Status:Closed Asked:Aug 11, 2017 - 05:39 AM

# HWTSUPP for Ann_Arbor metarea code 2-3x larger between 1996-2005. Why?

Hi. I use the ASEC data from 1986 through 2016 for Ann Arbor, MI (METAREA=440). Looking at only the PERNUM=1 entries and aggregating across years I find that the sum of HWTSUPP is roughly stable around 80k-110k expect for the years 1996 through 2005 where I see values of about 220k to 260k. This increase is roughly in line with the increase in rows I'm observing from roughly 50-60 to about 110-150. However, I thought that summing over HWTSUPP would give me an estimate for the number of households in this metarea. So I'm wondering what I'm missing to filter out or correct for for the years 1996-2005... I do, by the way, see a similar pattern in some other metarea codes, so not limited to Ann Arbor - just thought it might be helpful to limit investigation to just one for the time being. Thanks for any pointers / help / advice!
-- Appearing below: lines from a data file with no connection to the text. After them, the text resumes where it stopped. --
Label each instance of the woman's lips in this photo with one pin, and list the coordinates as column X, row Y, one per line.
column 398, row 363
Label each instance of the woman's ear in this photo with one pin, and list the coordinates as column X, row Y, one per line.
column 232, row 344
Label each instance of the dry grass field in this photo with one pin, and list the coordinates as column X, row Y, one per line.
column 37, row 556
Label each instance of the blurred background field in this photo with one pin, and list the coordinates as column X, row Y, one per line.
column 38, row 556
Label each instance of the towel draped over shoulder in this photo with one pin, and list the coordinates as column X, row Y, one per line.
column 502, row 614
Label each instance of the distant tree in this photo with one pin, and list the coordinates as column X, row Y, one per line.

Note that the CPS sample is designed for national and (for more modern samples) state level analysis. The Census Bureau generally warns that estimates produced using lower-level geographic identification can be quite inaccurate due to a relatively large amount of sampling variability. This warning certainly applies to metropolitan areas, and in particular metropolitan areas with populations of less than 500,000. This is a limitation of the CPS. A potential alternative is the ACS samples, available via IPUMS USA, which are much better equipped (due to a larger sample size) for sub-state level geographic analysis.

Thanks, Jeff. That makes sense. As far as I understand, the ACS data started rather recently so unfortunately only 2000 and later years appear to be available. Is that correct? We were, however, interested in a longer time series so I started looking at CPS data. I did read the comment about METAREA which you are also highlighting in terms of unreliability for smaller MSAs. Will have to think about what to do given this limitation... Thanks for your help!